The call came on Monday, as health workers and legal experts met at Kabira Country Club, Kampala, to discuss the law on abortion. The president of the Association of Gynaecologists and Obstetricians of Uganda (AOGU), Dr Charles Kiggundu, said most of the 1,500 women were dying after procuring unsafe abortions.
"Out of every 100 pregnant women, 20 will get abortions and eight of these will need emergency post-abortion care but might not access it because of the stigma society and health workers attach to abortion," Kiggundu said.
Most of the victims are the youth. They use crude methods, including smoking cow dung, drinking laundry detergents, bleach or petrol and insertion of a catheter, clothes hanger, sticks or pieces of cassava into the vagina.
Kiggundu says two million pregnancies occur annually in Uganda, with 400,000 ending up in unsafe abortions.
Some 90,000 of these women later develop complications such as haemorrhages that require emergency obstetric care, available in only 15 per cent of the health facilities across the country.
Unpacking the law
According to Moses Mulumba, the Executive Director of the Centre for Health, Human Rights and Development (CEHURD), abortion is permitted under some circumstances. But the relevant laws (Section 140-2 of the Penal Code) are often interpreted inconsistently, making it difficult for both women and the medical community to understand their options.
Consequently, he says, most health workers avoid overt abortion practices. Mulumba was backed by Dr Collins Tusingwire, the acting head for Reproductive Health Services in the ministry of Health.
"Because abortion is an offence under this law, it is being carried out secretively in un safe dark places, using unsafe instruments so that the giver and receiver of the service are not penalised. This has worsened the situation," Tusingwire said.
The 1995 Constitution slightly improved abortion legislation, providing, in article 22 (2), that "no person has the right to terminate the life of an unborn child except as may be authorised by law."
"However, since 1995 there is no law that has been enacted to give effect to article 22(2) of the Constitution," said Senior State Attorney Denis Kibirige.

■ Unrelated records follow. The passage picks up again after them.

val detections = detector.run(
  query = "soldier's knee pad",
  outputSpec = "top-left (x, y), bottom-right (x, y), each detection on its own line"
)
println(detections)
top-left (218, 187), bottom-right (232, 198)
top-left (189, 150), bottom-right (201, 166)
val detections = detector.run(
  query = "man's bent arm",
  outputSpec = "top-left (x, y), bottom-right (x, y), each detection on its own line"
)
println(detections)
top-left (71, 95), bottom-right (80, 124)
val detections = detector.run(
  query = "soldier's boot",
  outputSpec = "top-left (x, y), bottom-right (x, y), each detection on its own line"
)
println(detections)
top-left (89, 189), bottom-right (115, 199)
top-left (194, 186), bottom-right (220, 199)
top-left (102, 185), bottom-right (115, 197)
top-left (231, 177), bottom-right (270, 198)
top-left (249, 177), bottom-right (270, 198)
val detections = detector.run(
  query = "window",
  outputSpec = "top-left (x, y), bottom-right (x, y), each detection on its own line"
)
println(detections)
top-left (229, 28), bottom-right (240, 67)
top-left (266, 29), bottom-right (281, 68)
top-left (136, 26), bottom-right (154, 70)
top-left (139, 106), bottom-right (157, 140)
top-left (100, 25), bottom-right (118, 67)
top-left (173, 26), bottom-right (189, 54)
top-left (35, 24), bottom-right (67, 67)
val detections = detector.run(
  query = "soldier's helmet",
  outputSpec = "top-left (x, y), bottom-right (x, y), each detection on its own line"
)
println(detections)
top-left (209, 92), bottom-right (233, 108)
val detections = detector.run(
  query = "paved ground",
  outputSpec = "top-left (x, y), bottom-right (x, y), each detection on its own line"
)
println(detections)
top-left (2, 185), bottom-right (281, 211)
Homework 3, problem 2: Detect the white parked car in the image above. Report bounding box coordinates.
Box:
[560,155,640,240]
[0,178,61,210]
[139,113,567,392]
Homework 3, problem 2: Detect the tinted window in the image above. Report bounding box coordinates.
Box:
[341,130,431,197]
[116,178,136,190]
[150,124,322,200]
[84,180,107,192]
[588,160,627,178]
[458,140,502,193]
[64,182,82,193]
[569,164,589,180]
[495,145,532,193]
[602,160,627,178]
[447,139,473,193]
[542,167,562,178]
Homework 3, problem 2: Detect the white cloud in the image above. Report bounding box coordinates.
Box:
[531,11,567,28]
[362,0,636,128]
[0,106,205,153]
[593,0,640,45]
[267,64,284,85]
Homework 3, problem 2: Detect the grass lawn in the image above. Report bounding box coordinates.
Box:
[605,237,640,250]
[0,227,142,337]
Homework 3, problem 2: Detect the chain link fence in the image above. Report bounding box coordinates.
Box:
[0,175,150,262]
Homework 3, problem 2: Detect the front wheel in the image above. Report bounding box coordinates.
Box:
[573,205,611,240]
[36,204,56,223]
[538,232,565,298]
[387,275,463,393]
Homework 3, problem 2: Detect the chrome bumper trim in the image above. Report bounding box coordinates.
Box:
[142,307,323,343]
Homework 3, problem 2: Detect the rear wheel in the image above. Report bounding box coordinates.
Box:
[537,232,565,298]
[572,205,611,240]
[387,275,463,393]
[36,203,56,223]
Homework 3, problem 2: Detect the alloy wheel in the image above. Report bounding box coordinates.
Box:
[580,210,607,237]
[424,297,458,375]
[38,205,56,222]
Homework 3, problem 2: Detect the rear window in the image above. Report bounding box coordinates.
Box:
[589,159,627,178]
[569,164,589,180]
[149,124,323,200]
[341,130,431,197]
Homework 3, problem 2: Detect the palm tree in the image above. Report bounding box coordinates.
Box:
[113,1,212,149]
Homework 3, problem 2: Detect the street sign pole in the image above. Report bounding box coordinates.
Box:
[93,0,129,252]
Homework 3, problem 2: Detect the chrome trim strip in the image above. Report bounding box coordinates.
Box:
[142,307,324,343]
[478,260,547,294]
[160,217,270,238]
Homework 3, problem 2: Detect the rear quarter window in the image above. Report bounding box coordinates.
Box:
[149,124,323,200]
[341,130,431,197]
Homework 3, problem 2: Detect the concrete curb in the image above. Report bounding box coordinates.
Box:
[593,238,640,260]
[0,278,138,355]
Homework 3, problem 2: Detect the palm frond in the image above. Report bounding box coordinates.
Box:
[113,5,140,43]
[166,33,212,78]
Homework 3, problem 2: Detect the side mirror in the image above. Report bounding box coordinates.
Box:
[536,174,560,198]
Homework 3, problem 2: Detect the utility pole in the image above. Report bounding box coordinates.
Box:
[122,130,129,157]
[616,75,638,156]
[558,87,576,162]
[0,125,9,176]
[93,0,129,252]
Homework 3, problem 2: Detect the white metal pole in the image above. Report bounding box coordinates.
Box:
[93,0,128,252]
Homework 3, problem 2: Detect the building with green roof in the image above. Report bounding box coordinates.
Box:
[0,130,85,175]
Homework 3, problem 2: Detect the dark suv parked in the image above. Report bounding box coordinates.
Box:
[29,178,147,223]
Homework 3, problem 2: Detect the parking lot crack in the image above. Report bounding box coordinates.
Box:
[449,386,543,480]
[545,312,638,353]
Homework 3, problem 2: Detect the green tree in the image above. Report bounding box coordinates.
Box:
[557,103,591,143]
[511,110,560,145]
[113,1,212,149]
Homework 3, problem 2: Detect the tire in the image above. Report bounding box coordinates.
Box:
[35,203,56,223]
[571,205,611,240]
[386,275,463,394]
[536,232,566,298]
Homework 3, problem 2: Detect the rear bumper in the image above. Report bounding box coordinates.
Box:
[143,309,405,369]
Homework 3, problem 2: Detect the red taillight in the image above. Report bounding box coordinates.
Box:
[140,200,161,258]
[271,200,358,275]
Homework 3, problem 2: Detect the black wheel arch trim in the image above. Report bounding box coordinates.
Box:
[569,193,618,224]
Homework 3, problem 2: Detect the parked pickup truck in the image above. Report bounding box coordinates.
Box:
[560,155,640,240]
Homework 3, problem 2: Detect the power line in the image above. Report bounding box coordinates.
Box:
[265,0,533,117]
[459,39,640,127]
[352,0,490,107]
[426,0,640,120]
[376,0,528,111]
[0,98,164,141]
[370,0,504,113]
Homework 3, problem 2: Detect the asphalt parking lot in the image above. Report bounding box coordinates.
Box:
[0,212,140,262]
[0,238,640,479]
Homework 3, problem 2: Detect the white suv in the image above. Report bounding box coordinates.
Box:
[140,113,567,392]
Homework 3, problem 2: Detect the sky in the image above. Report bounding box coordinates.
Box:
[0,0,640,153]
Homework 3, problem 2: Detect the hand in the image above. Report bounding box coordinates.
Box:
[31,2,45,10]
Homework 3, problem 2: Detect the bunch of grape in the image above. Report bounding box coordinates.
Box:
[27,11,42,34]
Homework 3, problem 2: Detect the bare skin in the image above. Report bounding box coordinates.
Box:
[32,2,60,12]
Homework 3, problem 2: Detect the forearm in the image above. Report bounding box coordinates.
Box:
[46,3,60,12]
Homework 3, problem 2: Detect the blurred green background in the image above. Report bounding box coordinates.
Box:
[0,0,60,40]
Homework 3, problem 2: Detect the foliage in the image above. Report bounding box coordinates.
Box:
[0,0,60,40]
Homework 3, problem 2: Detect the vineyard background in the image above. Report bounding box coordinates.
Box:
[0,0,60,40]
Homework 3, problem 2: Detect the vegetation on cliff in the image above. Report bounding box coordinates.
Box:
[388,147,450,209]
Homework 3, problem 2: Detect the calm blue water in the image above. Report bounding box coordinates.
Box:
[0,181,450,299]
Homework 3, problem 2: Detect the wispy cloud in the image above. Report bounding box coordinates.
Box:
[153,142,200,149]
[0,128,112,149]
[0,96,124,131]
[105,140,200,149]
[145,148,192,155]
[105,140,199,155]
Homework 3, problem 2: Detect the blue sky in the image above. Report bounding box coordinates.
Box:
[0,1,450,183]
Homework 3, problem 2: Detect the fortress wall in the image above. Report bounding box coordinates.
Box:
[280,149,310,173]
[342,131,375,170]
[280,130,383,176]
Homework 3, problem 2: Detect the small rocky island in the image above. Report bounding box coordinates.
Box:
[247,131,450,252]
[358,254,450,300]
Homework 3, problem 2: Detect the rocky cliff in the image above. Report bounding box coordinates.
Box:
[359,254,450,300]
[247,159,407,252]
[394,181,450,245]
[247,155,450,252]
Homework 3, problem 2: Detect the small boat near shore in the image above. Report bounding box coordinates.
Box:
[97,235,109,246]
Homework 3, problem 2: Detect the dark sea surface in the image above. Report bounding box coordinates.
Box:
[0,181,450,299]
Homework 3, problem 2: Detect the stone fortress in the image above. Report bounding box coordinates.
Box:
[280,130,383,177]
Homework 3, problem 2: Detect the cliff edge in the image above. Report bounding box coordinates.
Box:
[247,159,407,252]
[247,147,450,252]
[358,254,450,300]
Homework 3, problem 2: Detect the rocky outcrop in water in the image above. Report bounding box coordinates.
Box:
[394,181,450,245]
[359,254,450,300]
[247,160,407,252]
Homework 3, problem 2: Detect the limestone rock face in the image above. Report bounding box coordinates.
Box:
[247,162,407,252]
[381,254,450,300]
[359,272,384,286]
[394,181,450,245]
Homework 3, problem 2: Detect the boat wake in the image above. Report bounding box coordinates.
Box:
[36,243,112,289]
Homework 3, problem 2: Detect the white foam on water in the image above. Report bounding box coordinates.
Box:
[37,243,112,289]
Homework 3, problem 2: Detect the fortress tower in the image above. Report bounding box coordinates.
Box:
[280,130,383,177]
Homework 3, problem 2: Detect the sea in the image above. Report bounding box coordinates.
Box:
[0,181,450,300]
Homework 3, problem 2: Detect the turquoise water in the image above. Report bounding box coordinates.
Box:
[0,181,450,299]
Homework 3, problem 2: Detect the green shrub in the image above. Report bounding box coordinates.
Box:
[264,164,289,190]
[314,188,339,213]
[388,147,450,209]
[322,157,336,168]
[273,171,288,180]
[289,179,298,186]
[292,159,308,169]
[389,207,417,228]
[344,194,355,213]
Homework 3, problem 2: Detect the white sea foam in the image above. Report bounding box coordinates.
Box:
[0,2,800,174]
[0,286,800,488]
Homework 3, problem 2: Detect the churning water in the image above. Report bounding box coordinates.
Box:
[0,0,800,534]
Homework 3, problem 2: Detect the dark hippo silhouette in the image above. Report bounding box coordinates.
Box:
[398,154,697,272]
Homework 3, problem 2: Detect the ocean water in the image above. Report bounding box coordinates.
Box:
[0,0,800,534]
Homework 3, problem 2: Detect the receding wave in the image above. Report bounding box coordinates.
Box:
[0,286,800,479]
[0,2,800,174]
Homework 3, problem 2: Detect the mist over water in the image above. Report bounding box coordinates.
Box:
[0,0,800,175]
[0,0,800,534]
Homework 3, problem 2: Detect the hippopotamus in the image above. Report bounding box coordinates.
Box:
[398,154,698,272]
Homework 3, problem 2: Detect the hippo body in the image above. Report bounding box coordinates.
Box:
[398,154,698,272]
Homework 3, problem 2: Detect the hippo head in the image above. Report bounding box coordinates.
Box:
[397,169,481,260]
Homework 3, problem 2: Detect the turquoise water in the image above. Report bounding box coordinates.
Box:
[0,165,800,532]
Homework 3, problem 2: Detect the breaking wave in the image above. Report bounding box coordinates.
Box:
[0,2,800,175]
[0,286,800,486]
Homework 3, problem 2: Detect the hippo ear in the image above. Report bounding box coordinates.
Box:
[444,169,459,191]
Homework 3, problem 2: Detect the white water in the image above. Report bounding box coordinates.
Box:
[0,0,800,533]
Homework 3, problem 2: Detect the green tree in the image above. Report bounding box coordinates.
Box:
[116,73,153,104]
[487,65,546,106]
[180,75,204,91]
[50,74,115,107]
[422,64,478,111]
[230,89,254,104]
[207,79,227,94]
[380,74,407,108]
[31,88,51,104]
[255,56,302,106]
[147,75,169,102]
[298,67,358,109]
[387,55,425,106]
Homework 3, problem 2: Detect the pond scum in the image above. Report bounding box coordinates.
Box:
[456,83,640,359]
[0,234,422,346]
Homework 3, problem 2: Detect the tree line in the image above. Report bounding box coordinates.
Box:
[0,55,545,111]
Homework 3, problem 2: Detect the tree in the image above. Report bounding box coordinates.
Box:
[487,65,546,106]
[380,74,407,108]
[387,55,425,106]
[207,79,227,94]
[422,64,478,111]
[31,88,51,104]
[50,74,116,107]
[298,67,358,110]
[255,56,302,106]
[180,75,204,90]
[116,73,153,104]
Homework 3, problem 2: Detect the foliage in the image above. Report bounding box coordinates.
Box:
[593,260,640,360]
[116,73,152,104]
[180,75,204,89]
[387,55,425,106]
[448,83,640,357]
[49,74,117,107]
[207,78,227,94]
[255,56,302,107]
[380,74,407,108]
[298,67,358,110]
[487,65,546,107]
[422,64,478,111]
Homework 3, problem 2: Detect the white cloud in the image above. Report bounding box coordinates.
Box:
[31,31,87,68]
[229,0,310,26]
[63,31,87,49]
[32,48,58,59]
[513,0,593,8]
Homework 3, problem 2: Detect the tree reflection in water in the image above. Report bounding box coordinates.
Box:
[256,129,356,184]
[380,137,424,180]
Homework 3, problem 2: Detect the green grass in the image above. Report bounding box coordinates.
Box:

Kiggundu believes this confusion has limited women's access to safe surgical and medical abortion procedures.The country has also not updated its procedures on abortion, relying on the 2006 National Policy Guidelines and Service Standards for Sexual and Reproductive Health Rights for skilled medical workers.
According to these guidelines, health workers can only terminate a pregnancy in cases of foetal anomaly, rape and incest or if the woman has HIV. The challenge, however, is that these guidelines are not reflected in the existing laws.
Kibirige argued that Sections 141 to 143 and 212 of the Penal Code could be amended to remove the general criminalisation of procuring a miscarriage.